Will Furtado s'interroge sur la diaspora globale

Multiplier les perspectives

Notes sur la manière dont une vision élargie du concept de négritude [Blackness] occupe le devant de la scène dans les médias grand public.

GURUMBÉ: 
AFRO-ANDALOUISIAN MEMORIES, Filmstill. A film by Miguel Angel Rosales, Spain/Mexico/Portugal/Senegal, 2016, Documentary, 72 min.

GURUMBÉ: AFRO-ANDALOUISIAN MEMORIES, Filmstill. A film by Miguel Angel Rosales, Spain/Mexico/Portugal/Senegal, 2016, Documentary, 72 min.

By Will Furtado

La négritude a le vent en poupe. Ou plutôt les Négritudes ont le vent en poupe. Avec une production culturelle noire étant de plus en plus visible et le mouvement « Black Lives Matter » toujours plus global, les conversations sur la négritude et ses significations deviennent un incontournable des médias grand public dans de multiple pays. La présence de la négritude dans les débats publics n’est pas nouvelle. En revanche, ce qui a changé, c’est le nombre de sujets écrits, discutés, et débattus, et ce, non pas uniquement par des personnes Noires.

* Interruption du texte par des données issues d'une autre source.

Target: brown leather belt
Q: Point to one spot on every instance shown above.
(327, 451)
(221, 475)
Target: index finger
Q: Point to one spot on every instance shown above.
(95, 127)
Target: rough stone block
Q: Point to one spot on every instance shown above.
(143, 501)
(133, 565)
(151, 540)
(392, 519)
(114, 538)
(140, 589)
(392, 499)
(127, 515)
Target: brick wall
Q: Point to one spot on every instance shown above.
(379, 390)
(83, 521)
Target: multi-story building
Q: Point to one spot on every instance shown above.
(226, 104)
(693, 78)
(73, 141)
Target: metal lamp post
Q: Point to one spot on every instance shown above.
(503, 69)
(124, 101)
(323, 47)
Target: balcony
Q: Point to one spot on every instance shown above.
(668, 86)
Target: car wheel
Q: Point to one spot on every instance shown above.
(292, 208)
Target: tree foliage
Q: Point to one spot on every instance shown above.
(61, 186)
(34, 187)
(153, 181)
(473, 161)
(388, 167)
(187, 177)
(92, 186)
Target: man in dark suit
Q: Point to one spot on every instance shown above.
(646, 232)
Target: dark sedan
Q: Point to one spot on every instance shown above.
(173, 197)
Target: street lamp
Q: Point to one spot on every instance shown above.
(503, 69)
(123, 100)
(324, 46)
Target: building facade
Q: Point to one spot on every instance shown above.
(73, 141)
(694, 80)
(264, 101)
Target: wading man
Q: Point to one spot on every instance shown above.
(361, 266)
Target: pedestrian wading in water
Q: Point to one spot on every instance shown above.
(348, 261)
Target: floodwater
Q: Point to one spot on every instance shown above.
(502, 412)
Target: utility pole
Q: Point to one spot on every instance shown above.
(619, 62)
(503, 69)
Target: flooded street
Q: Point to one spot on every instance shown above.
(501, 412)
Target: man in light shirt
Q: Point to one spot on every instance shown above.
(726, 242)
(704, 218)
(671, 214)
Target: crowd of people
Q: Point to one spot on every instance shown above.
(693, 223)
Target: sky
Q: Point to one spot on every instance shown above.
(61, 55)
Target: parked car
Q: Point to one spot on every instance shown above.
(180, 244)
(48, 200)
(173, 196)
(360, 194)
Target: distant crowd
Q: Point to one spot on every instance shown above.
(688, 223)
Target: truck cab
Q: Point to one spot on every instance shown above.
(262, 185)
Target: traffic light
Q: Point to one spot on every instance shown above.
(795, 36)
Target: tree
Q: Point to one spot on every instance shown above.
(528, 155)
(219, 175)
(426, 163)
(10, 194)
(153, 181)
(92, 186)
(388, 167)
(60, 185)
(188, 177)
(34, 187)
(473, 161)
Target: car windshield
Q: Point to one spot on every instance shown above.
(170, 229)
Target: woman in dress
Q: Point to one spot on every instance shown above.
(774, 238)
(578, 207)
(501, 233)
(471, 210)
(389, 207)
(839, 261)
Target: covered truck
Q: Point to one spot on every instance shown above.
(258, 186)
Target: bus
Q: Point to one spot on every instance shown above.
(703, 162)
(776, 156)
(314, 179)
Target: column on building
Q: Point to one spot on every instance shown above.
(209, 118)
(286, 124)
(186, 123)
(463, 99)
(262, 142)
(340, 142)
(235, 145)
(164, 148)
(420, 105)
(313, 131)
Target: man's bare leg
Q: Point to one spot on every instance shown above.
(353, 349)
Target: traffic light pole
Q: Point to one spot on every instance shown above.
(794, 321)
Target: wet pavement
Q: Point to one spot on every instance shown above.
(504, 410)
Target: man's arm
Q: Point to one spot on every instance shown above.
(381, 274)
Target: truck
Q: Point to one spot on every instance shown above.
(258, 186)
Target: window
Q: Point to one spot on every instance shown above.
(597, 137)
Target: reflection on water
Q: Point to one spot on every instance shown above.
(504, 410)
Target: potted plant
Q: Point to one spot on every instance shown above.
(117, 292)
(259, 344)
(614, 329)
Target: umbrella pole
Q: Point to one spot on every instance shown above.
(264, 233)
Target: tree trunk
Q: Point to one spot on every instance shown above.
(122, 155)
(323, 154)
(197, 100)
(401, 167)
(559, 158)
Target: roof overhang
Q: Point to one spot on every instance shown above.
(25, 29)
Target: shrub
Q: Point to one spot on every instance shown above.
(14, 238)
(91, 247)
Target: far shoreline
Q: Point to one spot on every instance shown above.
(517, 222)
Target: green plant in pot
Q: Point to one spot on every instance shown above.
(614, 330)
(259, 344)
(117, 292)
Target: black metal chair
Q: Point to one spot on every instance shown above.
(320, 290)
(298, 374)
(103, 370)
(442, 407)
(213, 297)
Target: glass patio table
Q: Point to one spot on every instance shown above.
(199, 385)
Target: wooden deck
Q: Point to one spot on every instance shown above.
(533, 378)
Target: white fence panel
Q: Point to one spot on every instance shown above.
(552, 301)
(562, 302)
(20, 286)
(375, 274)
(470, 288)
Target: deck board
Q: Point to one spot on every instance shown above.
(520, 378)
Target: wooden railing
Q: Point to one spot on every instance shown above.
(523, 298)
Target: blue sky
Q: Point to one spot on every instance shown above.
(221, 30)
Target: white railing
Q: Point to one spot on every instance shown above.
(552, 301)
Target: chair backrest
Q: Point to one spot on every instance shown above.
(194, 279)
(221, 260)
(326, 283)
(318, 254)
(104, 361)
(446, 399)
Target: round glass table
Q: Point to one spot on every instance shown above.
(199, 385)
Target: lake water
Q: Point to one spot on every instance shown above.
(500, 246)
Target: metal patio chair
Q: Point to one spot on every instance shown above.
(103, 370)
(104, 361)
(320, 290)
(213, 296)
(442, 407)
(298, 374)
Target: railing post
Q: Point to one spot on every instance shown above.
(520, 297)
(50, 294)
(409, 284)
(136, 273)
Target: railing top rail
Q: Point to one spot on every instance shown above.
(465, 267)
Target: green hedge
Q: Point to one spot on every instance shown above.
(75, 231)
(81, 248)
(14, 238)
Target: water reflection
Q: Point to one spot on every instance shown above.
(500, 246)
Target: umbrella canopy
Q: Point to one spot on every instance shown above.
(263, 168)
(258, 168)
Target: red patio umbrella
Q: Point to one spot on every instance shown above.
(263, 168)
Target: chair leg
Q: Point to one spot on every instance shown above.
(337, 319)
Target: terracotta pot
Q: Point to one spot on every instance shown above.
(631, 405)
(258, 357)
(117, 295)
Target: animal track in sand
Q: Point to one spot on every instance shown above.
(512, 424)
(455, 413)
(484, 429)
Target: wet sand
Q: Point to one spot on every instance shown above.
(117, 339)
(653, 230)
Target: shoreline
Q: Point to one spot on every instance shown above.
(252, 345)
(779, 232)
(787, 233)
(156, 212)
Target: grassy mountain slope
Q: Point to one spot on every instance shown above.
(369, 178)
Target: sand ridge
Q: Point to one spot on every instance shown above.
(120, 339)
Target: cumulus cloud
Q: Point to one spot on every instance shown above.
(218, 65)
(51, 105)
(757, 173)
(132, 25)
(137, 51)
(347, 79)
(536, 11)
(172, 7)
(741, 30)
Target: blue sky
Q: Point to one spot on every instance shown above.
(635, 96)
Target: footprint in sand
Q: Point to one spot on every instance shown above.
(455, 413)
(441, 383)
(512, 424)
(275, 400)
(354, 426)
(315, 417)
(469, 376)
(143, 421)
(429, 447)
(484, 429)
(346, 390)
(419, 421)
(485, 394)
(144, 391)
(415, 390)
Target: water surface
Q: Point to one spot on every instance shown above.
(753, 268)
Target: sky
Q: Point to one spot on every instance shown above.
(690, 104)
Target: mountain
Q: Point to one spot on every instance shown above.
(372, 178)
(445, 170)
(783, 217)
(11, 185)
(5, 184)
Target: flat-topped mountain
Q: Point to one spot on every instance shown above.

La négritude est en cours de conceptualisation, de contextualisation et de recontextualisation. Depuis sa création en 2013, le mouvement BLM a gagné en vitalité. Tristement, ce dynamisme survient à la suite de meurtres commis sur des personnes Noires pauvres. Depuis celui de George Floyd aux États-Unis le 25 mai dernier, une vague internationale s’est déclenchée, non pas dans un élan de solidarité, comme le laisse penser l’utilisation d’un carré noir symbolique sur les réseaux sociaux, mais bien dans un mouvement de conscientisation. Le monde a de nouveau pris conscience qu’en 2020, les structures racistes restent rigides et meurtrières. De multiples discussions ont interrogé le dilemme dialectique de savoir si le fait de poster un carré noir n’a aucun sens ou vaut toujours mieux que rien. Je dirais que si nous plaçons le droit à l’existence des vies Noires comme objectif principal, un carré noir peut aussi être une contribution valable, même s’il n’est pas exempt de critiques.

D’autres dilemmes sont apparus. Quelles que soient les intentions du controversé président turc Recep Tayyip Erdoğan lorsqu’il a tweeté un message à propos de George Floyd, il a amené des milliers de personnes, qui ne l’auraient pas fait autrement, à penser à sa mort. Cet acte a conduit des chauffeur·euses de taxi turc·ques de Berlin à klaxonner en signe de solidarité (au sens large) et, dans une certaine mesure, à établir des analogies entre l’oppression que subissent les populations Noires et les personnes migrantes turques.

Mahdi Ehsaei, Afro Iran. (Detail). Courtesy the artist.La diaspora africaine est véritablement planétaire, il n’existe quasiment aucun endroit sur terre où sa présence est absente. De l’Iran, où les personnes Afro-Iraniennes descendent d’anciens peuples marchands, à la Chine, où l’autrice, dramaturge, compositrice et activiste américaine Shirley Graham Du Bois est enterrée au cimetière révolutionnaire de Babaoshan à Beijing parmi les figures héroïques nationales chinoises, en passant par la péninsule ibérique, où l’on redécouvre la contribution fondamentale Noire au flamenco.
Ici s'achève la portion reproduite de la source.